40. Among the Teetotallers

By Peter Fraenkel

1958, Monrovia, Liberia. Just married. We had moved to a little house that Merran, my new wife, had leased from some missionaries. It was in New Krutown, a tribal village on the edge of Monrovia. Merran was working on a social study of the Kru community so the house was well situated to observe ….and to be observed.

We were close to a busy Pentecostal church. Hymn singing sounded many a day and, on feast days, throughout the night.

Days were hot, sometimes very hot. The coolest spot was our shaded front veranda. The church’s Ladies League marched past in procession and waved to us cheerfully without interrupting their hymn. Merran was innocently lighting a cigarette. The leading lady stopped, turned, marched on to our veranda and pointed to the glowing fag:

“God doesn’t like it!”

Merran stubbed out her cigarette. As a non-smoker I was not greatly sympathetic. But I did wonder: Merran had a one-year fellowship. Could she keep off tobacco that long?

Dusk came. The day cooled – time for a relaxing drink. We had both lived in other parts of Africa where a “sundowner” – whisky-and-soda with ice -was the norm, at least among whites. In Liberia, however, whisky was heavily taxed and we were poor. We found a tolerable alternative: Spanish brandy. This was much cheaper because – we suspected – it had been smuggled in. Yes, customs duties could be avoided, but could the Ladies League – and God?

We cautiously brought out cups and saucers and a teapot filled with brandy and soda. As the evening cooled we relaxed on our veranda. The Ladies’ League passed by, singing and waved to us, suspecting no evil.

Brandy arrived somewhat irregularly, brought in by “Last Price”. We never knew his real name but that’s what everybody called him: Last Price. We noticed that his visits coincided with the arrival of a French tramp steamer in Monrovia port. A day after docking he would call and from his rucksack would produce a bottle or two. His price was always announced as “my last price” but we knew (and he knew we knew) there would be other, laster prices.

Merran was working hard, interviewing all morning, taking notes, typing up the notes in the afternoon. I tried to make myself useful but there was little for me to do. One of the neighbourhood lads occasionally dropped in for a chat. Wambi was at secondary school though he was rather old to be still at school. This was, however, not unusual. Many young Liberians had to interrupt their schooling to earn money to pay the next year’s school fees. He told me he hoped to become a doctor.

One day he confided to me that he had just had to walk half a mile to get hold of a bottle of beer. Moreover, he had to do it stealthily what with all that “God palaver” about. His momma was one of the “God fearing”. She was, in fact, the choir leader of the Ladies’ League. She was a market trader. Such women were often wealthy and influential. Had I not noticed her? She had been at the head of the choir which had marched past a little earlier. They had been singing lustily:

“Tubman* is a father to his people.

He give me a house.

He give me good water.

Tubman is a daddy to his people.”

I offered Wambi a cup of tea. He wasn’t very interested. Rashly I said “This is special tea. You’ll like it.”

He did.

He turned up again the next day, introducing “my cousin Bofu. If you have got a cup of tea, he will drink it….”
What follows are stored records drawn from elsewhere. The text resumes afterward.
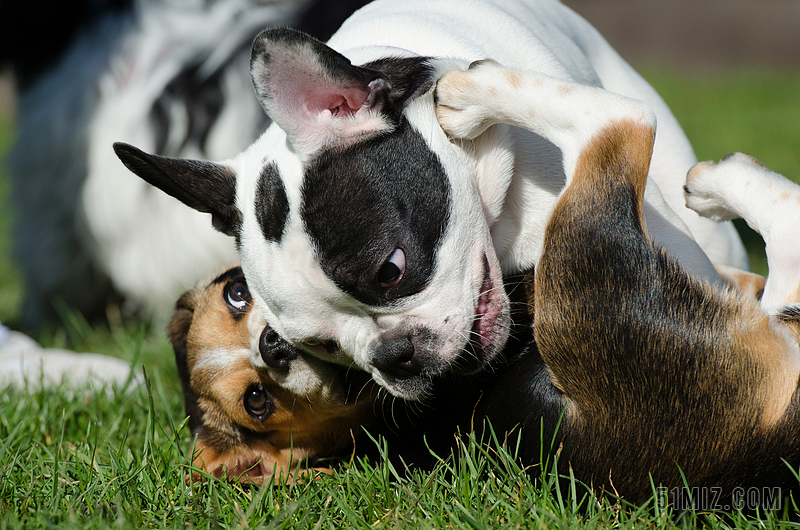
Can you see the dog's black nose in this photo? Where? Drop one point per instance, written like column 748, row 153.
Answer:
column 276, row 352
column 395, row 357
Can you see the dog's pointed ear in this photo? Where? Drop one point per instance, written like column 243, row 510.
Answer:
column 314, row 93
column 205, row 186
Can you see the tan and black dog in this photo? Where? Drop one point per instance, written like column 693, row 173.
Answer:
column 638, row 373
column 257, row 406
column 662, row 378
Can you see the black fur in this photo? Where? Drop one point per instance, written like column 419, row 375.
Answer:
column 272, row 205
column 204, row 186
column 390, row 192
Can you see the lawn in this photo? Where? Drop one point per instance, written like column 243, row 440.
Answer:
column 118, row 459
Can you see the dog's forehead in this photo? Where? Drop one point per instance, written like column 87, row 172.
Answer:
column 360, row 204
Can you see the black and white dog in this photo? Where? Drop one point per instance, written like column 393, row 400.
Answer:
column 367, row 234
column 170, row 75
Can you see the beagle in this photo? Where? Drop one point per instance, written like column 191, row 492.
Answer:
column 258, row 407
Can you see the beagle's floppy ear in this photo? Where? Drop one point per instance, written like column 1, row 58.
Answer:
column 178, row 332
column 205, row 186
column 314, row 93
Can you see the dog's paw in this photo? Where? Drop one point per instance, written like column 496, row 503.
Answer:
column 712, row 189
column 464, row 100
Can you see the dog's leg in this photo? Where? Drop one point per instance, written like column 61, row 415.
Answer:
column 568, row 114
column 740, row 186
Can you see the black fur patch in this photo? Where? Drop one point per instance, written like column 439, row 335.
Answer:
column 230, row 274
column 272, row 205
column 361, row 204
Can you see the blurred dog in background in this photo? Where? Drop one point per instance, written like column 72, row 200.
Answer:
column 170, row 75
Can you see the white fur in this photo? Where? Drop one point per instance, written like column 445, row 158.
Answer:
column 305, row 306
column 741, row 187
column 81, row 217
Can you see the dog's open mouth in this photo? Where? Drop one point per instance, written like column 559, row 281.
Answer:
column 487, row 329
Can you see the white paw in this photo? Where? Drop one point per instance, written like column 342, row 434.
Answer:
column 464, row 100
column 711, row 189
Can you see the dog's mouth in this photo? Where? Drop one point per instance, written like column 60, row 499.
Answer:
column 358, row 385
column 488, row 332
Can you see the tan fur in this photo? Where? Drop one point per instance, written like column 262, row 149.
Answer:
column 748, row 283
column 232, row 443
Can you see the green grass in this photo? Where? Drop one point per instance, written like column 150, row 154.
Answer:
column 118, row 460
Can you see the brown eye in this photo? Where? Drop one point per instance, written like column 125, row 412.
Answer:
column 257, row 403
column 237, row 296
column 391, row 272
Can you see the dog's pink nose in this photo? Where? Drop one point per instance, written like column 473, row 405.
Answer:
column 395, row 358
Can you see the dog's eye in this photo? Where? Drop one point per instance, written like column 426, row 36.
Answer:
column 256, row 402
column 237, row 295
column 391, row 272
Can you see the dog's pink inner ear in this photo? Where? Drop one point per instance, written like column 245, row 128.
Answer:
column 338, row 103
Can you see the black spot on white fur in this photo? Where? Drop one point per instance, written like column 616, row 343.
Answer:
column 272, row 205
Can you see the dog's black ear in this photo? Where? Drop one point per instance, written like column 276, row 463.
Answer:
column 178, row 333
column 205, row 186
column 314, row 93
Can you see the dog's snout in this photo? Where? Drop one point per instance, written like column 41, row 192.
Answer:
column 395, row 357
column 276, row 352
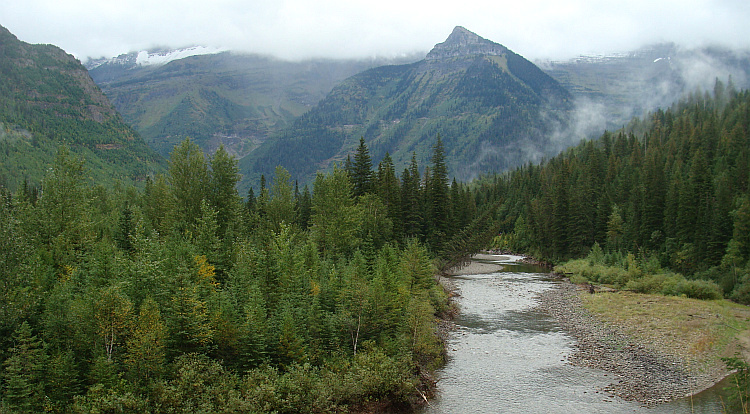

I poured him a cup but as I did so I realised I was making a mistake. A serious mistake. No doubt he had more cousins…. many more. Before long our veranda would be known as a den of vice. What was I doing to Merran’s research situation? She had had to battle for some years to get this fellowship. They had been reluctant to send a pretty young girl into “darkest Africa”. She had overcome their reluctance but now her own husband… her husband of only five weeks …. What was I doing?

Drastic action was required. Immediately.

“Listen: You keep your mouth shut. If you tell one more person, I’ll go and talk to your mother….”

He almost dropped his cup: “No, no, no, I beg of you! She’ll stop my school fees. She will. She’s full of this God palaver. What will become of me? I beg of you, man!”

“And you? Aren’t you God fearing?”

“Me? Well, yes…. maybe. But … I’m more…. Momma fearing!”

The rest was silence.


*William Vacanarat Shadrach Tubman – president of Liberia 1944-1971 – longest serving president of the country.